Au moment d’évoquer son prochain adversaire, il ne tarit pas d’éloges. “Il existe une grande différence entre les deux clubs. Le Standard est une grande équipe avec une grande tradition et de très grands joueurs. Il l’a montré au cours de divers championnats. J’ai regardé leurs trois derniers matchs, c’était impressionnant”, salue Nenad Lalatovic. “Mon ami Milan Jovanovic ne m’a dit que du bien du Standard.”

Passés les compliments, le coach change de ton. Il vient à Liège pour l’emporter. “Le Standard doit nous craindre autant que nous le craignons. Je suis convaincu qu’on peut gagner, sinon je ne serais pas entraîneur. Nous ne sommes pas venus pour faire de la figuration. N’oubliez pas que Vojvodina est un grand club à l’échelle serbe”, répond-il très fier, et un peu vexé quand une question de la maigre assemblée suggère que le Standard part favori.

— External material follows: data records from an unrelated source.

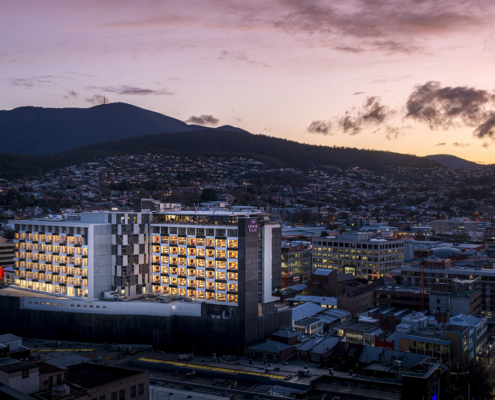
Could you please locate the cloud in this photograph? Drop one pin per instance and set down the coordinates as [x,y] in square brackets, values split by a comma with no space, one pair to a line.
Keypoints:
[446,107]
[393,132]
[71,94]
[203,119]
[431,104]
[372,112]
[239,56]
[97,99]
[33,81]
[319,128]
[131,90]
[487,128]
[349,49]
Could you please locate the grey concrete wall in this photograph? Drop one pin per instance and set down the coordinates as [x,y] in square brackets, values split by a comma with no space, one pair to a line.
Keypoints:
[175,334]
[100,256]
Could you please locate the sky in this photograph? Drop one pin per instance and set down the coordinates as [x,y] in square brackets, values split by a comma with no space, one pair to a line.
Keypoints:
[409,76]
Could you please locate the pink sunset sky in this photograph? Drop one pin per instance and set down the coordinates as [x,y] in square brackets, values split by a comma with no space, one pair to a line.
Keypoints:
[406,76]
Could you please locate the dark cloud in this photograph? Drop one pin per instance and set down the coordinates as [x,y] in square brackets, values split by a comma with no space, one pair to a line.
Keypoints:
[203,119]
[372,113]
[430,103]
[97,99]
[446,107]
[71,94]
[349,49]
[393,132]
[319,128]
[449,106]
[33,81]
[392,47]
[487,127]
[390,27]
[240,57]
[131,90]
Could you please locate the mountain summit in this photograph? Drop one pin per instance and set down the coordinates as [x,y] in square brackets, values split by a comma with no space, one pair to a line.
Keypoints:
[38,130]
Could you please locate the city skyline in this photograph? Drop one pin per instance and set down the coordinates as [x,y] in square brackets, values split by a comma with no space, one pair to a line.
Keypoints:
[405,76]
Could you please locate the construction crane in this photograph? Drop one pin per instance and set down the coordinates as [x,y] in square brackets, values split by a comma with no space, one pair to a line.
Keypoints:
[422,285]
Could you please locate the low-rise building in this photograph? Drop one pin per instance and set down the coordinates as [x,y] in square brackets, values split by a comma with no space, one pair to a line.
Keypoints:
[271,350]
[317,349]
[309,326]
[453,345]
[88,381]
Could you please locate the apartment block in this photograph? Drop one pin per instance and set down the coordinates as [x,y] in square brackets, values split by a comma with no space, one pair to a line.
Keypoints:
[7,252]
[358,254]
[216,256]
[454,225]
[458,279]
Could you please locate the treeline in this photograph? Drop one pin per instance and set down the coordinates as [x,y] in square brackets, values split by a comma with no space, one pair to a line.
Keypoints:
[270,150]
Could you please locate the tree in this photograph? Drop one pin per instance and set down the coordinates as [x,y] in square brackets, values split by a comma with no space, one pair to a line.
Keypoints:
[477,377]
[209,195]
[9,234]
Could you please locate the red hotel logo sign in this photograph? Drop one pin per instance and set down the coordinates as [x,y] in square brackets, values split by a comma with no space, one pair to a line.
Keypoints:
[253,226]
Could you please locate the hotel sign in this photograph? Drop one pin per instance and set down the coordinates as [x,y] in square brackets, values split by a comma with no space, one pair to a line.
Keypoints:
[253,225]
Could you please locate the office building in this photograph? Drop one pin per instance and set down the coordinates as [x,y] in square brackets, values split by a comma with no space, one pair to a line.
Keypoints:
[296,263]
[454,225]
[442,272]
[358,254]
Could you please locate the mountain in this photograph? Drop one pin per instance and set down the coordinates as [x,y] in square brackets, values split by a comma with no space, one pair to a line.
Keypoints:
[38,130]
[214,142]
[453,162]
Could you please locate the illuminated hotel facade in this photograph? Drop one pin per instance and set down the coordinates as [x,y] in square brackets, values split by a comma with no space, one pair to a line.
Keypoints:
[205,256]
[176,273]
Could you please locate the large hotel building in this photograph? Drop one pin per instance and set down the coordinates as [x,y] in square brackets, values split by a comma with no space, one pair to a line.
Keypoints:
[358,254]
[178,264]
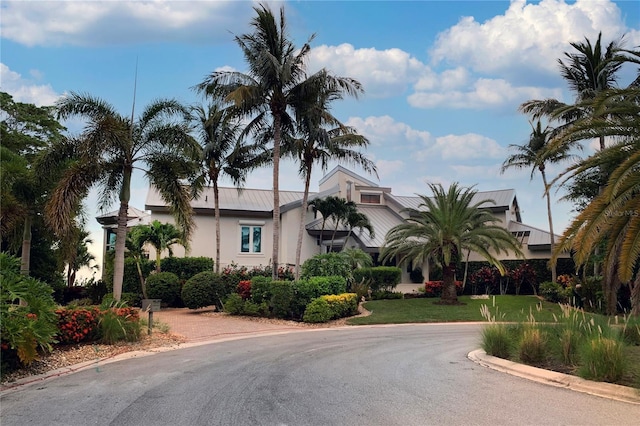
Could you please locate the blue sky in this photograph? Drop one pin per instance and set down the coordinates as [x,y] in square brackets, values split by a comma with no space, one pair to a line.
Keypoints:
[442,79]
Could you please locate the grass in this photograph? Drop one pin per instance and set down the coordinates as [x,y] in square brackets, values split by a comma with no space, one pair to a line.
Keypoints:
[509,309]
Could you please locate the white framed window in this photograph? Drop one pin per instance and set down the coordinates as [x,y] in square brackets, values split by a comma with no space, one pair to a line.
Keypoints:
[251,237]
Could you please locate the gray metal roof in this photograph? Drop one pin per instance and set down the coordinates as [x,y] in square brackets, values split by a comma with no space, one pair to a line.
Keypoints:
[249,200]
[538,238]
[503,199]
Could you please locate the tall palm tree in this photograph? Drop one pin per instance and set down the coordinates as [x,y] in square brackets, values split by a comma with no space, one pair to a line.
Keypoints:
[276,70]
[323,138]
[275,83]
[612,217]
[445,226]
[358,220]
[106,153]
[161,236]
[223,154]
[535,155]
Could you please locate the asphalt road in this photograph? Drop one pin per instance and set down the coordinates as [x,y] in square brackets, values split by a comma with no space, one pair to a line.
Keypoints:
[396,375]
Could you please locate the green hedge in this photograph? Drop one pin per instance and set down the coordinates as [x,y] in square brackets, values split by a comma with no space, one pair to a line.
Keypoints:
[186,267]
[165,286]
[380,278]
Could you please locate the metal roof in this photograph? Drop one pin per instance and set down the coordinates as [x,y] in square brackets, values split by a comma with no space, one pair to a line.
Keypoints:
[503,199]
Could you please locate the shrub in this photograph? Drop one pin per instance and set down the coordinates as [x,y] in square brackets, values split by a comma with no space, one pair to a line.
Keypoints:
[198,291]
[379,277]
[434,288]
[29,326]
[317,311]
[281,298]
[555,292]
[602,359]
[327,264]
[260,289]
[119,323]
[496,341]
[165,286]
[532,347]
[186,267]
[416,275]
[244,289]
[78,325]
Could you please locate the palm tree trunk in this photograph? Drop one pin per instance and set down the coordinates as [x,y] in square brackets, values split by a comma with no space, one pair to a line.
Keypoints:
[449,294]
[216,202]
[303,214]
[25,259]
[276,195]
[552,238]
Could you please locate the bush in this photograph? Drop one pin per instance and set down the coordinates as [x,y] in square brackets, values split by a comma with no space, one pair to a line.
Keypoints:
[555,292]
[28,326]
[165,286]
[532,347]
[119,323]
[260,289]
[496,341]
[602,359]
[78,325]
[317,311]
[379,278]
[327,264]
[186,267]
[416,275]
[198,291]
[281,297]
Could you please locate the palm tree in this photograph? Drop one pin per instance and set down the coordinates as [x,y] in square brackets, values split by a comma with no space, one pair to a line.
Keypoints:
[105,155]
[223,154]
[612,217]
[161,236]
[355,219]
[324,138]
[442,228]
[535,155]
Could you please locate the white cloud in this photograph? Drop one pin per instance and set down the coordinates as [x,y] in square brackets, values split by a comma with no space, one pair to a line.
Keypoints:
[92,23]
[26,90]
[484,93]
[527,37]
[383,73]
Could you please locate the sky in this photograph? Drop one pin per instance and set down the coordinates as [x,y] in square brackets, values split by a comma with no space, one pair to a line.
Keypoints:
[443,79]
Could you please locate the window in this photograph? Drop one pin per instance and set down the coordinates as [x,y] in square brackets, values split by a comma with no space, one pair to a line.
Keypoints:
[370,198]
[250,239]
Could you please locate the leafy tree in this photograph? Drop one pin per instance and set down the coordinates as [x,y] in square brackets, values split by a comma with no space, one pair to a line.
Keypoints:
[269,93]
[322,137]
[442,228]
[26,130]
[223,154]
[535,155]
[105,155]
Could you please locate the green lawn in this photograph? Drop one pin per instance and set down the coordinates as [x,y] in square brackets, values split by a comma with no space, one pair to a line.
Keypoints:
[508,308]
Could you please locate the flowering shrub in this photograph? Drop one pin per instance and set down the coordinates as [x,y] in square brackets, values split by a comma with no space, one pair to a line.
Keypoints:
[244,289]
[77,325]
[434,288]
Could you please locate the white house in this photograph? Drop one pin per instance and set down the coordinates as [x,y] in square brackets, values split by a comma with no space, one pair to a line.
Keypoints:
[246,221]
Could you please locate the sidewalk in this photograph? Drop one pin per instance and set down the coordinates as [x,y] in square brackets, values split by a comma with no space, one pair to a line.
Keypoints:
[197,325]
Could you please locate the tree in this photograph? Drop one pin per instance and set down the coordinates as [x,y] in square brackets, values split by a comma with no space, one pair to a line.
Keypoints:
[105,155]
[323,138]
[274,85]
[612,217]
[535,155]
[26,130]
[223,154]
[442,228]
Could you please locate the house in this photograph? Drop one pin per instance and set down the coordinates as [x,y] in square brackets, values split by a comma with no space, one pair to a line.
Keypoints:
[246,221]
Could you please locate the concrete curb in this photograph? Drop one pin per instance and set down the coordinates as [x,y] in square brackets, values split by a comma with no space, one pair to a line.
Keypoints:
[605,390]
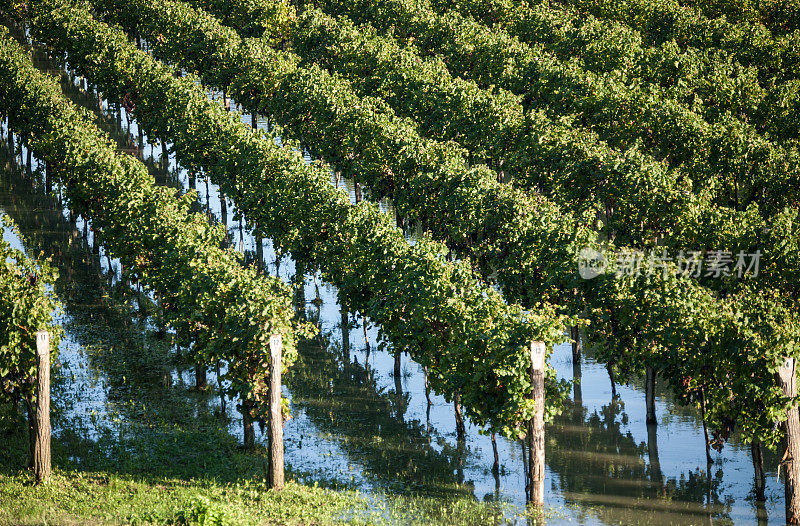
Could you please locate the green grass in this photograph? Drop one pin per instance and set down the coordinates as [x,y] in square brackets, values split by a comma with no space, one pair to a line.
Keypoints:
[102,499]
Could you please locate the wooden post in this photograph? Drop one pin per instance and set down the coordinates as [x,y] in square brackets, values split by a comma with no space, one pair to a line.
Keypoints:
[247,423]
[535,490]
[460,428]
[709,461]
[345,336]
[275,413]
[650,395]
[575,335]
[787,377]
[259,241]
[496,465]
[652,454]
[200,377]
[42,456]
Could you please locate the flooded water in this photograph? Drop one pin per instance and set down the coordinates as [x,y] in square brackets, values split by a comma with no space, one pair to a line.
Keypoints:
[124,399]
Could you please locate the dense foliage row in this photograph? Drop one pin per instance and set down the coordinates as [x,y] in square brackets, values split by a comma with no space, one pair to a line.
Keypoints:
[27,305]
[621,113]
[661,352]
[712,74]
[223,309]
[661,21]
[525,238]
[702,230]
[637,193]
[473,343]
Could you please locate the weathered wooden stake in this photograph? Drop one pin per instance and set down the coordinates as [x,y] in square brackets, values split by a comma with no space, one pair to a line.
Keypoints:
[787,377]
[427,387]
[496,465]
[535,490]
[275,413]
[397,363]
[709,460]
[575,335]
[460,428]
[760,477]
[42,455]
[200,377]
[345,335]
[650,395]
[247,423]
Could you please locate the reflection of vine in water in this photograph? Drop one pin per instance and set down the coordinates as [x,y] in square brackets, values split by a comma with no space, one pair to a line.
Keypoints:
[158,430]
[613,470]
[343,399]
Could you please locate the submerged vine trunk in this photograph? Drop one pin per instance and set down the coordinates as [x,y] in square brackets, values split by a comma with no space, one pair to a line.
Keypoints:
[760,478]
[705,426]
[200,377]
[575,335]
[650,395]
[460,428]
[247,422]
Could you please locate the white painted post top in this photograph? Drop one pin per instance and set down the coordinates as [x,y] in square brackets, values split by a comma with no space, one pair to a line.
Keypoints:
[538,352]
[43,342]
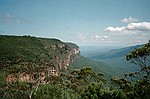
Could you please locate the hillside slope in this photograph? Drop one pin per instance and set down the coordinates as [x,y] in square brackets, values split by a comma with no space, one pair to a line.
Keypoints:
[33,56]
[116,58]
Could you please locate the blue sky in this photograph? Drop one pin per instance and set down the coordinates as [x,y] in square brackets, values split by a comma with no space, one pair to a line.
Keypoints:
[84,22]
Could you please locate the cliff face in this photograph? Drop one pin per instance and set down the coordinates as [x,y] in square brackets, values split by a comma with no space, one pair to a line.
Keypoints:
[31,59]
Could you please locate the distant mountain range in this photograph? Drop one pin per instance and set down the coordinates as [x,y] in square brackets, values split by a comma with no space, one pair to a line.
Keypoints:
[116,58]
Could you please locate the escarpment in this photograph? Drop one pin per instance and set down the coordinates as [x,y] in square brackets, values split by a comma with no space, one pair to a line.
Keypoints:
[31,59]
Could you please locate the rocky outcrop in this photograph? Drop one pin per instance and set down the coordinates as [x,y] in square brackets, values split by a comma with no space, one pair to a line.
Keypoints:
[62,56]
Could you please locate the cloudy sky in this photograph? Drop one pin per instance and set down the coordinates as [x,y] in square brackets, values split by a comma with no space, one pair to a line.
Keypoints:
[84,22]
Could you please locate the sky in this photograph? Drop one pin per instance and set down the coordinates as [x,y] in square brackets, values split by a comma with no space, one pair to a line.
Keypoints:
[84,22]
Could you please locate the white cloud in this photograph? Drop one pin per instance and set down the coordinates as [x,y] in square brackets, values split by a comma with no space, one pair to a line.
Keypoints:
[143,26]
[115,29]
[129,20]
[9,18]
[131,28]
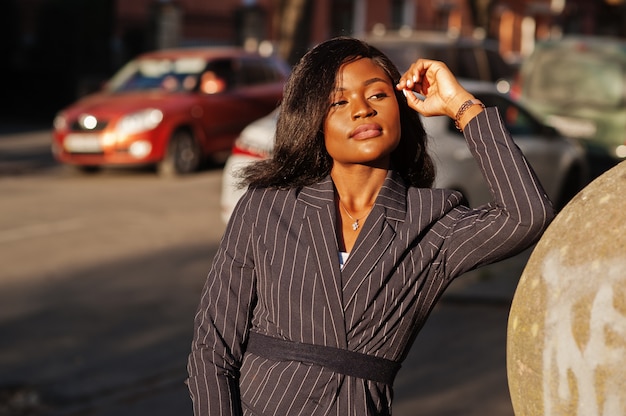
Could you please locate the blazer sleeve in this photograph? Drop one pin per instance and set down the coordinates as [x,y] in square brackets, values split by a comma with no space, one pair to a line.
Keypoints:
[222,321]
[520,209]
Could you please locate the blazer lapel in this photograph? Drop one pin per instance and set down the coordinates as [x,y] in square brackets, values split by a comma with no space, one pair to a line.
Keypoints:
[319,220]
[377,234]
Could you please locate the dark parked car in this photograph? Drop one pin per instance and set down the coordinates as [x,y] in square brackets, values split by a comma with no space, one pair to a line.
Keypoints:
[467,58]
[578,85]
[170,108]
[559,162]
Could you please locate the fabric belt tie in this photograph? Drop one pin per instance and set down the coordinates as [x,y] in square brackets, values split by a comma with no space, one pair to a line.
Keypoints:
[341,361]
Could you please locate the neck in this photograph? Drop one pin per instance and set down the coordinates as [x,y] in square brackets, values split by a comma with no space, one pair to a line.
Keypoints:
[357,189]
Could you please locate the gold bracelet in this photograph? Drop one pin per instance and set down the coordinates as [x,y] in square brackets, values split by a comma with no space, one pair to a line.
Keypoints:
[464,107]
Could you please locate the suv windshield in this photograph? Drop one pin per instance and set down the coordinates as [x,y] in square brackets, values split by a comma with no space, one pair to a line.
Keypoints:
[584,79]
[165,74]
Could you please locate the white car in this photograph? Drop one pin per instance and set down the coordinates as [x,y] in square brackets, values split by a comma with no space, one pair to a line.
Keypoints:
[559,162]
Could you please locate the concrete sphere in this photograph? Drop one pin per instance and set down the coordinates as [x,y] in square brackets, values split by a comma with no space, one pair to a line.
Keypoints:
[566,339]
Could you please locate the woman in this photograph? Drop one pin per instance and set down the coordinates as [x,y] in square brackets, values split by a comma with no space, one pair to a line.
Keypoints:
[338,251]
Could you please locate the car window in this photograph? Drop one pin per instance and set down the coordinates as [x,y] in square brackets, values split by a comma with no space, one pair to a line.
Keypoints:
[157,74]
[598,81]
[259,71]
[518,121]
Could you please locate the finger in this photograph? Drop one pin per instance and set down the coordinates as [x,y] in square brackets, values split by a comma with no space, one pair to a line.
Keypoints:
[413,101]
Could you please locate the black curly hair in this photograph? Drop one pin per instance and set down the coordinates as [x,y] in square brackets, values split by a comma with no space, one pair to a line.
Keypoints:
[300,157]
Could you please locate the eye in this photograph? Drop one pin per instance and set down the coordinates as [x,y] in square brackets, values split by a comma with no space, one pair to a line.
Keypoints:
[339,103]
[379,96]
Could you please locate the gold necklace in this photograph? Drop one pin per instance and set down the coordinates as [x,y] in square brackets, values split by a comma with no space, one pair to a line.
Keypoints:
[355,224]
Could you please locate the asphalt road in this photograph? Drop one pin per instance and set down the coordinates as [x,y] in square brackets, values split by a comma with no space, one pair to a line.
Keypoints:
[99,280]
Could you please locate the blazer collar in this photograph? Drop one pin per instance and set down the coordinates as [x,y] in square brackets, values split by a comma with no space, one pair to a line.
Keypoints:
[375,237]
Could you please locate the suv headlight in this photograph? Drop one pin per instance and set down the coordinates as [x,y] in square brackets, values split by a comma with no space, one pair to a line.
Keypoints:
[60,122]
[140,121]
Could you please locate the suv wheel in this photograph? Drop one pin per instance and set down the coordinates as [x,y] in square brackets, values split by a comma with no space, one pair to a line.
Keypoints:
[182,156]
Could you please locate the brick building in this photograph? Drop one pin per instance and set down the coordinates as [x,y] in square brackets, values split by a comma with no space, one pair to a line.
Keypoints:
[64,47]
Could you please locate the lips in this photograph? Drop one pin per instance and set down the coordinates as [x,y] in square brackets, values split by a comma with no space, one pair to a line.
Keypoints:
[366,131]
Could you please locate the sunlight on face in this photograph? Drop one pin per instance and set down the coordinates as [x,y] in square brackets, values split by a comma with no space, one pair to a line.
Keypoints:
[363,122]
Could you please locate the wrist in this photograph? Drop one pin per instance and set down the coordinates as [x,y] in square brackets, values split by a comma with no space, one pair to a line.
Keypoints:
[469,109]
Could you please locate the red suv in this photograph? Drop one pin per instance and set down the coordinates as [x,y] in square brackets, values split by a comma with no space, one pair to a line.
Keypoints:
[170,108]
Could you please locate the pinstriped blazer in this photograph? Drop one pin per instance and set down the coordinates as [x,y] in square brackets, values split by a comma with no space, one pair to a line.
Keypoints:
[277,272]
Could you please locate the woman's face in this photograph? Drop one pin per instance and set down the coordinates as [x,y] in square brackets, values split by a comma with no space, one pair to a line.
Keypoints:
[363,123]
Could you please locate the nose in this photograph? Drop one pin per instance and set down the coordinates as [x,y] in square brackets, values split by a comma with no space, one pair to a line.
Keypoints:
[363,109]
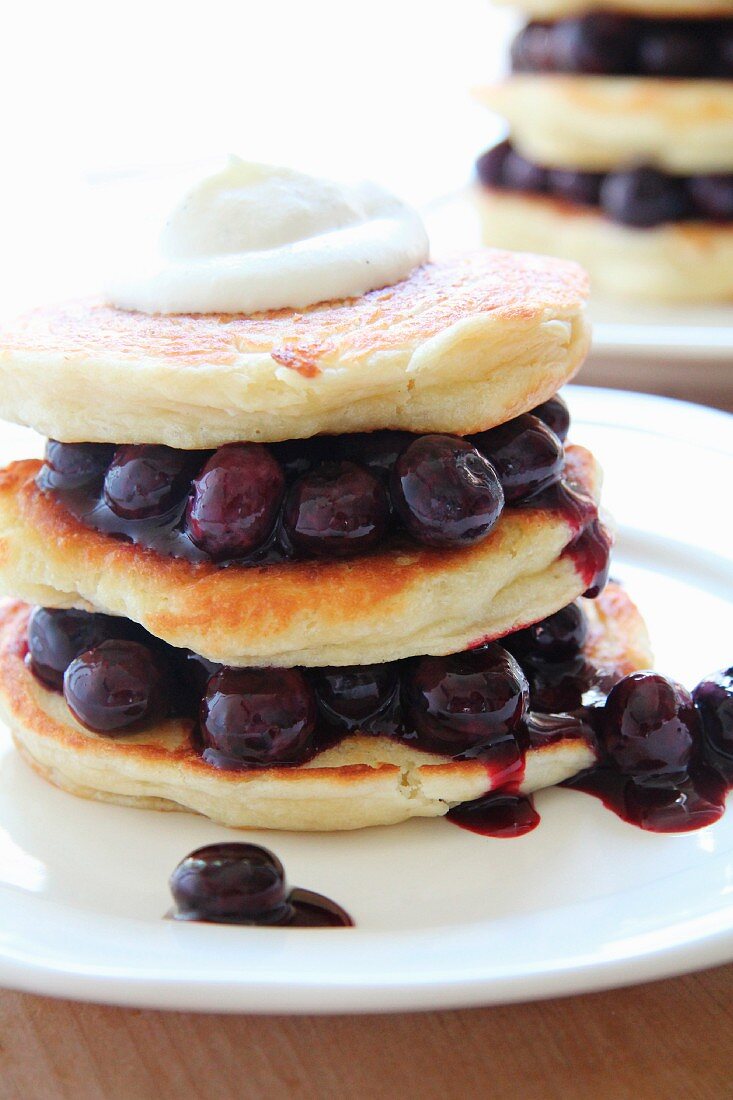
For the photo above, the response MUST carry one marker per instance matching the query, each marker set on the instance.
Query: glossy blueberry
(352, 695)
(465, 702)
(490, 165)
(522, 175)
(69, 466)
(446, 493)
(259, 716)
(555, 638)
(55, 637)
(526, 454)
(597, 43)
(145, 481)
(575, 186)
(533, 50)
(297, 457)
(116, 688)
(375, 450)
(675, 51)
(236, 501)
(198, 670)
(230, 882)
(556, 415)
(337, 510)
(644, 197)
(712, 197)
(568, 685)
(651, 727)
(713, 697)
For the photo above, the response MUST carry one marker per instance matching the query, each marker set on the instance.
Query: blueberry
(713, 697)
(337, 510)
(595, 43)
(236, 501)
(259, 717)
(644, 197)
(56, 637)
(375, 450)
(446, 492)
(69, 466)
(651, 728)
(712, 197)
(145, 481)
(675, 51)
(532, 48)
(299, 457)
(526, 454)
(573, 186)
(555, 638)
(230, 882)
(466, 702)
(556, 415)
(116, 688)
(522, 175)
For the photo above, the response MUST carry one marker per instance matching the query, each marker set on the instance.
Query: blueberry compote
(657, 769)
(639, 196)
(665, 758)
(242, 883)
(610, 43)
(332, 496)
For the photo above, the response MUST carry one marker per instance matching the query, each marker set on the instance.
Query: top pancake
(655, 9)
(459, 345)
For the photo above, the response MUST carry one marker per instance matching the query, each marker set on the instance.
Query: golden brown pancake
(458, 347)
(599, 123)
(394, 603)
(690, 261)
(362, 781)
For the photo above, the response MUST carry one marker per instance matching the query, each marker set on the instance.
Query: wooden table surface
(665, 1040)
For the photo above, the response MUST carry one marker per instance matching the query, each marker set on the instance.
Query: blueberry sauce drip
(605, 43)
(502, 814)
(641, 197)
(665, 757)
(252, 504)
(243, 883)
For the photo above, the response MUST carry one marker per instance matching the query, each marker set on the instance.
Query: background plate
(445, 917)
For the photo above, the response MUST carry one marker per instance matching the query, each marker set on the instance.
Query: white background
(96, 95)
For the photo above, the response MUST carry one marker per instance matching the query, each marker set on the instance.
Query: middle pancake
(397, 602)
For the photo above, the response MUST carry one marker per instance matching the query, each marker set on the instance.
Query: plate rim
(704, 941)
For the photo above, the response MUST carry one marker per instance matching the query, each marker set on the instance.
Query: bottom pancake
(676, 262)
(363, 780)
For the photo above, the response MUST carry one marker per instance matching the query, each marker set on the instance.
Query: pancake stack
(262, 571)
(621, 144)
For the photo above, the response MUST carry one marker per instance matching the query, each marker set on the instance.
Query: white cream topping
(255, 237)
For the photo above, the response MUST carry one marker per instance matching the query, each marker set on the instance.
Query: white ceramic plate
(445, 917)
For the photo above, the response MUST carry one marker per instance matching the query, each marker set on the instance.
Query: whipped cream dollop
(255, 237)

Et Lalatovic compte bien tirer profit de l’absence des fans liégeois. “On sait que les supporters du Standard sont parmi les plus chauds et qu’ils défendent leur équipe corps et âme. Leur absence est donc un avantage pour nous.” 

Fort d’un bilan de 17 points sur 24 en Serbie, le club de Novi Sad s’apprête à lancer sa campagne européenne avec la ferme intention de découvrir les poules pour la première fois de son histoire.